What a beautiful and powerful message. All kids have greatness inside. And what a great way to affirm that power and build it up.

No longer are we saying to our kids “I’m proud of you” – but we are saying “you should be proud of yourself!”

Text-to-Self Connections

When reading this book, one of the strategies I would use with my students is text-self-connections.

A text-to-self connection is where we encourage and support the students in finding a personal way to relate to the contents of the book.

There are many opportunities within I Promise to stop and ask everyone if they can think of times in their lives when they kept a particular promise, or times in their life when they didn’t keep that promise. It is such an easy and inviting book that brings up easy to access ideas for everyone. 

Strategies to use this book through text-to-self connections

Here is how I would use text-self-connections while reading this book: 

1. Making predictions:

I would start off by asking, “By looking at the cover, what do you think this book is going to be about?” The title is “I Promise”. Using the title as a clue, what do you think is going to happen in this book? I make sure to give kids time to think and answer. I reassure them that there are no wrong answers. 

2. Model model model:

While reading the book I make sure to stop and ask them questions like “Has this every happened to you? Have you ever had a time when someone was not so kind to you? Have you made promises to be kind to others? If so, what are they? 

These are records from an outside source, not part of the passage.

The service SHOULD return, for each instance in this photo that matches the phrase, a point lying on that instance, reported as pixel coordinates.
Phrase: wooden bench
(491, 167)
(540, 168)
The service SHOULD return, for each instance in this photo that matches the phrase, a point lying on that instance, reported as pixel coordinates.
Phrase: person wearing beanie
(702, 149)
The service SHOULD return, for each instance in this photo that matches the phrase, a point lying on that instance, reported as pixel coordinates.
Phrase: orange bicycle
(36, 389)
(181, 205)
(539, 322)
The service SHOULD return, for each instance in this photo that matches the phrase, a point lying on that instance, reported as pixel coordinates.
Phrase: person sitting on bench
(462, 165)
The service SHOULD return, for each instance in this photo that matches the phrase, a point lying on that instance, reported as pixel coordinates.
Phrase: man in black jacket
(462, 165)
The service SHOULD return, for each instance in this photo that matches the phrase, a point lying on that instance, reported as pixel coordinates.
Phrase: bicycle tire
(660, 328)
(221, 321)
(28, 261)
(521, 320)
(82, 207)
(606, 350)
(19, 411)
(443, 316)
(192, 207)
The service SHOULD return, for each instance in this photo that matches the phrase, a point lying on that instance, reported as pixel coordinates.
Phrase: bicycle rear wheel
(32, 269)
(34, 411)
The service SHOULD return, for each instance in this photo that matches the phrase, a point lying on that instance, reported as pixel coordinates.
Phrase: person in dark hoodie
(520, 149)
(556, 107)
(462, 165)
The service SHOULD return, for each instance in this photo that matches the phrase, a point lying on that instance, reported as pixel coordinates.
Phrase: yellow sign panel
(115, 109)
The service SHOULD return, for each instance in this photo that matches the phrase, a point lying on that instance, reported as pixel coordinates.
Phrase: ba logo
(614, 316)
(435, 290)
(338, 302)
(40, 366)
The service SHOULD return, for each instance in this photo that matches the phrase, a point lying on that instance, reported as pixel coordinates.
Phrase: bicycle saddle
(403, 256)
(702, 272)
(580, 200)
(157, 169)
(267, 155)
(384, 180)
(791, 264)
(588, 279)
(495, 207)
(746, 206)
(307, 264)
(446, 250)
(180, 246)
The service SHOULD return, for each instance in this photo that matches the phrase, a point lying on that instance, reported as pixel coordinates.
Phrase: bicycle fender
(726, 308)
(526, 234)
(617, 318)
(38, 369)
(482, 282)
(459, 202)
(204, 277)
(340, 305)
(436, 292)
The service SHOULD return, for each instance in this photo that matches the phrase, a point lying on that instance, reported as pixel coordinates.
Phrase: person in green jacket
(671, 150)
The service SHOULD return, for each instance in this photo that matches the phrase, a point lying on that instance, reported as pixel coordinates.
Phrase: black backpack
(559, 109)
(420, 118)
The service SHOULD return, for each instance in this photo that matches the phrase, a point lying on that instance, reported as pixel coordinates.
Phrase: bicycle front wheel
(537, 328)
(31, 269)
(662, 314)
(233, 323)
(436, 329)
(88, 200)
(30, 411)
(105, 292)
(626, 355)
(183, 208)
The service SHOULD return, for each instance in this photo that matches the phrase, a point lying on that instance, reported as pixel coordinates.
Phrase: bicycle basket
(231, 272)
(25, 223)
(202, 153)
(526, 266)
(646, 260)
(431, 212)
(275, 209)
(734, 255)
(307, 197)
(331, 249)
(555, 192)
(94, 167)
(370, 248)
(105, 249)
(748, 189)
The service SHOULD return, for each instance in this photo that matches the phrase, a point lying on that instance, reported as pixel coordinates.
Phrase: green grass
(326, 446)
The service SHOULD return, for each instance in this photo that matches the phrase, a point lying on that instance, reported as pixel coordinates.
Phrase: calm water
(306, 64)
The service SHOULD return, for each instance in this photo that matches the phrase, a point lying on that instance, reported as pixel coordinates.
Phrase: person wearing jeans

3. Manipulatives & movement:

Research says that kids (and adults) should not be sitting longer than 10 minutes. Throughout the book I would give kids the opportunity to get up and/or chat with their partner beside them. For example, if I would ask “When was a time that someone did something that made you feel good? We are going to think-pair-share with the person beside you and talk about it. You have a few minutes to share. When we share, please be prepared to share your partner’s story”. I love doing activities like this! You could also use chart paper, sticky notes or white boards to share their response and/or ideas. A simple picture drawing or a sentence is a perfect way to share! 

4. Follow-up activities:

After reading the story, we could further talk about and brainstorm what we promise to ourselves. We would talk about how we need to be strong even when people may not be kind to ourselves and the best versions of ourselves is us! 

5. Writing follow-up activity:

I love pairing reading and writing. And for this, it’s even more important. Here I would do an activity like a self portrait and have students draw a picture of themselves. I like to have little mirrors on each desk so they can see what they look like. THEN I would have them write a little bit about their favourite part of them.